I think this works best if you live in a small space. This didn’t work for me at all. We had too much stuff scattered throughout too many rooms and boxes to pull everything out at once from a single category.
2. Declutter by space, area or room. In this method start with one space or area at a time. For example, start with decluttering a closet and them move on to another area. In my case we started decluttering in the basement and worked our way up to the bedrooms on the third floor. I intentionally chose to start in the basement because I knew that area would be the most challenging. We had hundreds of boxes down there that we inherited after the passing of my mother in law and my mom. I knew my decluttering momentum would start to wane so I chose to do the most challenging area first.
3. Declutter using a timer. This works great if you have kids or want to chip away at it over time. It’s pretty straight forward. Set a timer for a predetermined length of time. Have everyone in the household work in whatever space they want until the timer goes off. I have found it helps to set up a regular routine, like 30 minutes every Saturday morning, and schedule it out.
Once you start the process you’ll figure out which decluttering style works best for you. In my case, a combination of two and three got the job done.
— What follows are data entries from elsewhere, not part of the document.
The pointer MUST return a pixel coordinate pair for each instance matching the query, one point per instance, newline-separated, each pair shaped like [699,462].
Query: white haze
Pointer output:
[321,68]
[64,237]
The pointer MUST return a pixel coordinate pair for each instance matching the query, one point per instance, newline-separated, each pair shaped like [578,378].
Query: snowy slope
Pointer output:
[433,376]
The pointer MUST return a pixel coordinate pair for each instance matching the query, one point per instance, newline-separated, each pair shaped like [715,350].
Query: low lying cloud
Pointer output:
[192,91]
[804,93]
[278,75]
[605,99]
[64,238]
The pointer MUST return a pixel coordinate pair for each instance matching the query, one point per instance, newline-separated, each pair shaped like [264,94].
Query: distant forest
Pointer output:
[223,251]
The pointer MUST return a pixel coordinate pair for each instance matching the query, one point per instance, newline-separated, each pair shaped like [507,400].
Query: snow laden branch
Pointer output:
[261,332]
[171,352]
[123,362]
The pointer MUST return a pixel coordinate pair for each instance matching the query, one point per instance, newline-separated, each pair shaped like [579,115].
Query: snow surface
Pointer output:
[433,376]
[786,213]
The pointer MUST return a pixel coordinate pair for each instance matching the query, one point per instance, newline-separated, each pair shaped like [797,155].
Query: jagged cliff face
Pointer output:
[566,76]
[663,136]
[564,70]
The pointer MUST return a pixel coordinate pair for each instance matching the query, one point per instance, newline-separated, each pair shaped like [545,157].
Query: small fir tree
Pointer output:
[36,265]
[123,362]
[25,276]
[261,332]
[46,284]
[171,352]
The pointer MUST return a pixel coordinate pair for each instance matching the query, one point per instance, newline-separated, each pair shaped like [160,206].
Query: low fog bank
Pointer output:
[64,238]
3. Chunk down your decluttering
If your job is huge, like mine was, then it helps to chunk it down. For example, we decided we wanted to put the house on the market in one year. We then divided the house up into twelve areas, one for each month. Big spaces like the basement were designated as three areas so we had three months to complete the decluttering. The other nine areas were allotted one month of decluttering each. We kept a tight watch on the calendar and picked up the pace if the designated area wasn’t looking like it would be complete within the time frame. We stuck with it, kept the final goal in mind and finished exactly on time.
4. Three questions to ask if you get stuck
If you are decluttering simply to be more organized and live with less, then you don’t have to get rid of as much as if you are going to be downsizing. In that case, these three questions will help you decide what should stay and what should go.
Do I love it? (furniture, art work, accessories, clothes)
Do I need it? (old tax receipts, waffle iron warranty, 20+ scented candles)
Do I use it? (ten year old treadmill, old tools, clothes 2 sizes too small)
It can also be helpful to make four different piles for each decluttering session. KEEP, DONATE, SELL, and TRASH
5. What I learned
Depending on how much you want or need to get rid of will determine how aggressive you need to be with your decluttering. In my case, I had to be ruthless, knowing I wanted to live smaller and closer to the city. It was the hardest thing I ever did, but it was the best thing I ever did.
I will be honest, it wasn’t easy. I loved everything I owned, so everything “sparked joy”. As you may have heard before, and it was true in my case, my kids wanted NOTHING!
Many treasured collections, antiques, furniture and decorative items had to go. Even as committed as I was, there were still several epic breakdowns and tears.
If this is your year to accomplish major decluttering possibly to downsize, then please know, it will be worth it. Once the pain of loss (and guilt) is over, living with less is so freeing. It allows you to focus on experiences and activities rather than being the caretaker of “stuff”. Should you decide to move to a cottage near the beach or a cabin in the woods, you will be free to move much more readily if you go ahead and declutter now.
Lastly, after being left with two full houses of belongings from our parents, I vowed I would never do that to my children. Remember, for the overwhelming majority of today’s kids, they do not want your stuff. Declutter now and your family and your future self will thank you for it.